Nearing the end of the fastest mile I’ve ever ran and what what would easily be a PR no matter what happens. The clock clicked over to 6 minutes when I was just about 15 meters short. I crossed the line at 6:04:48, missing my goal by about 5 seconds. Fear of missing my goal times by a few seconds was a method I used to motivate myself in past races. I’d say “Missing by a few seconds hurts more than the little extra discomfort at a slightly faster pace.” Unfortunately, in a mile race that little extra discomfort is quite large.

How disappointed was after missing it by so little? The answer….not much at all. While I wasn’t ecstatic, I wasn’t angry either. In fact, I felt empowered by the race decisions made, the kick and ways to progress. Hell, even getting to the start line was empowering. The training and knowledge that I gained through the last 6–7 weeks was enlightening. After the slowness of 2016, it seemed like only a fantasy that I would run a near 6 minute mile. Now here I was breathing heavy, exhausted and sweaty after making my fantasy a reality. I was excited to channel this newly acquired speed into longer distances. I came into this training unsure, feeling dejected, slow, stiff and possibly injured, but I crossed the finish line a new runner.
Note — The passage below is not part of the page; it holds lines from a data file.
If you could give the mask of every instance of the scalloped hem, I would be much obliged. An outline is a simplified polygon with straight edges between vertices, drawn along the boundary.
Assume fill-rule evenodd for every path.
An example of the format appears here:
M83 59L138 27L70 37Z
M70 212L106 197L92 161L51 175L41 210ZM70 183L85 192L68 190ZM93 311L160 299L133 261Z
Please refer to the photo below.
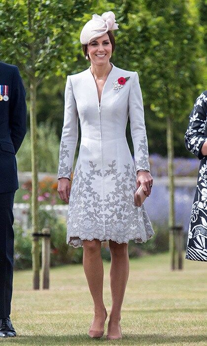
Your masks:
M117 244L128 244L130 240L134 240L136 243L139 243L141 244L142 243L146 243L147 240L151 239L151 238L152 238L154 235L155 233L153 231L153 233L147 234L146 238L144 239L142 239L141 238L132 238L126 240L125 241L124 241L124 240L123 240L123 241L120 242L118 241L116 239L112 238L111 237L109 237L108 238L105 238L104 239L98 238L88 239L87 238L82 238L80 237L72 236L71 237L69 237L69 239L70 240L68 241L67 243L69 246L72 246L73 248L82 247L83 240L89 240L90 241L92 241L94 239L97 239L98 240L100 240L100 241L104 242L106 242L109 240L112 240L112 241L116 242L116 243L117 243Z

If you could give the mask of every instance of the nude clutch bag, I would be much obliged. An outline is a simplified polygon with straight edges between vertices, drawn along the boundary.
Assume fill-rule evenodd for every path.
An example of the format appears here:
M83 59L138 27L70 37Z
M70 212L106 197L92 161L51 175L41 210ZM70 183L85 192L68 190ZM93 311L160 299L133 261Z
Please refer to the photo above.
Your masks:
M140 207L147 196L146 196L141 185L138 187L134 195L135 204L137 207Z

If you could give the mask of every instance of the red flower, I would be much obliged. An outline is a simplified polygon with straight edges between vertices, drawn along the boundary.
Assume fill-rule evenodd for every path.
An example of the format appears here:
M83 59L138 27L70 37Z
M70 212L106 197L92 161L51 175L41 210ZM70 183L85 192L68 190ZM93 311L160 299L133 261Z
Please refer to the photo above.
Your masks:
M120 78L119 78L118 80L118 83L119 84L121 84L123 86L125 84L126 82L127 81L124 77L120 77Z

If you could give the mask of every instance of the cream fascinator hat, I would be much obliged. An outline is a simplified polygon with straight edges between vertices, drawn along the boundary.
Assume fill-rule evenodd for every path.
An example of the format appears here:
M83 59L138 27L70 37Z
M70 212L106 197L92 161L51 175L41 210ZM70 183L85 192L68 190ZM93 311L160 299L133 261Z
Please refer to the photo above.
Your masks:
M104 12L101 16L93 14L92 19L88 21L81 30L80 41L82 44L88 44L95 39L102 36L108 30L118 29L115 19L115 14L112 11Z

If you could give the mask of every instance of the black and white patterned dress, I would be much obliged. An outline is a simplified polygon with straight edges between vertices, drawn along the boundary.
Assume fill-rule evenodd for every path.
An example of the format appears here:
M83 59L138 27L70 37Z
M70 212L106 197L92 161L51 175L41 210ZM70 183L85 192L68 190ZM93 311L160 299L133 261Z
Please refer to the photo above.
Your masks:
M201 160L185 256L192 260L207 261L207 155L201 152L207 139L207 90L196 99L185 135L187 149Z

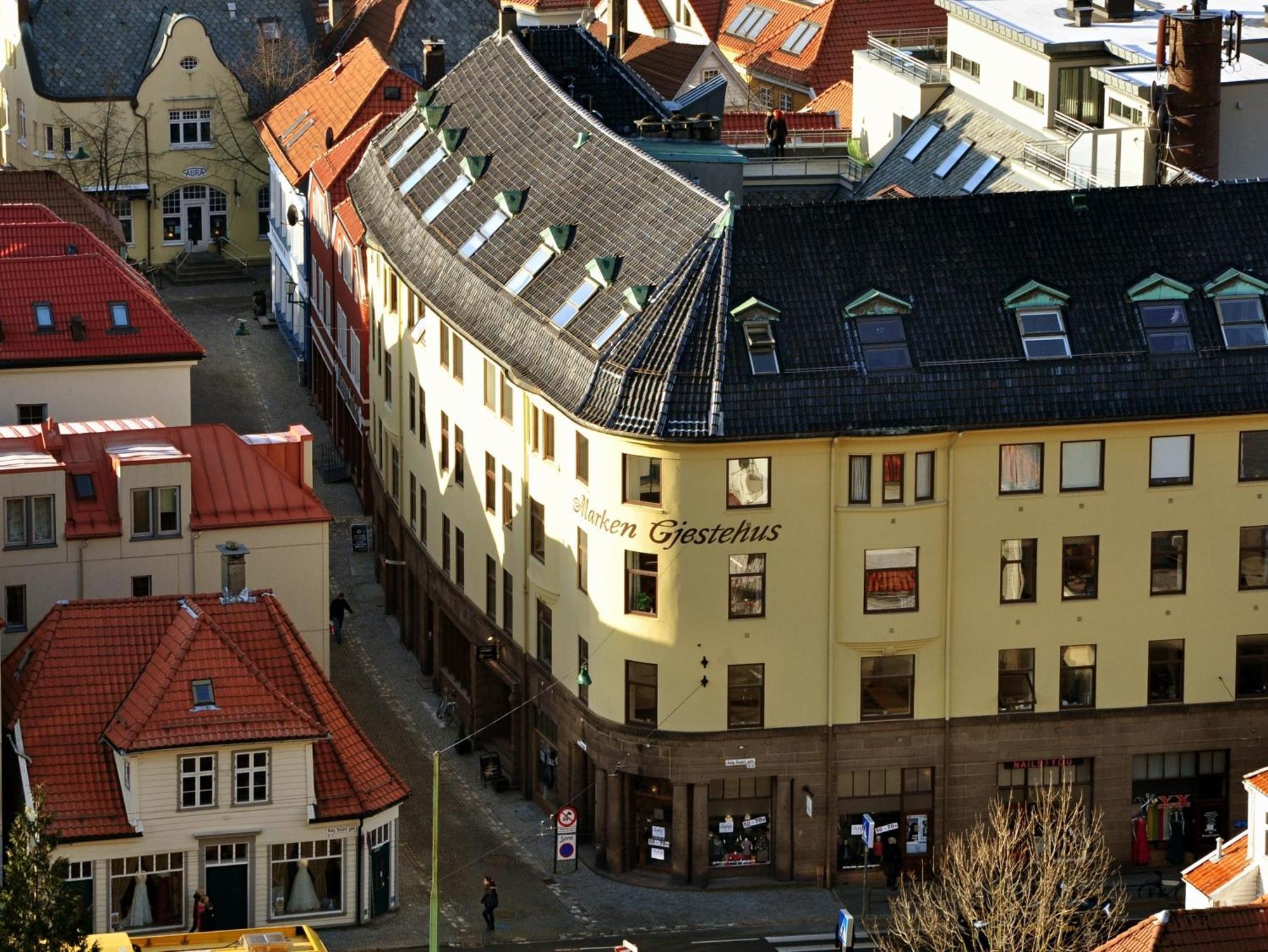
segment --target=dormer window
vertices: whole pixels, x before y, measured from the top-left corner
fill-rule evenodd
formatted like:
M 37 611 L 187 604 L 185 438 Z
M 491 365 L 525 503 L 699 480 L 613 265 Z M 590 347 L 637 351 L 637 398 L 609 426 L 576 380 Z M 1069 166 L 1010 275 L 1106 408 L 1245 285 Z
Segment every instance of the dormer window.
M 1063 311 L 1065 294 L 1037 281 L 1026 282 L 1004 298 L 1004 307 L 1017 319 L 1027 360 L 1058 360 L 1070 355 Z
M 216 689 L 212 688 L 210 678 L 190 682 L 190 688 L 194 692 L 194 707 L 216 706 Z
M 1202 289 L 1215 298 L 1226 348 L 1241 350 L 1268 347 L 1263 306 L 1263 296 L 1268 294 L 1268 282 L 1236 268 L 1229 268 L 1215 281 L 1206 283 Z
The mile is just one step in my running journey that continues faster now. At the start line, doubt filled my mind, but nothing remained after crossing the finish line. My mind wasn’t worried about what just happened or what was to come, it was only worried about that moment. I was present. It was the few times that my mind and body were on the same side. It was an oddly unexpected zen moment of clarity and mindfulness like those ones you search for at the end of a yoga class. It hit me out of nowhere, unexpected, even days later I’m still wondering. Who would’ve thought you could learn so much in just 6:04:48 seconds?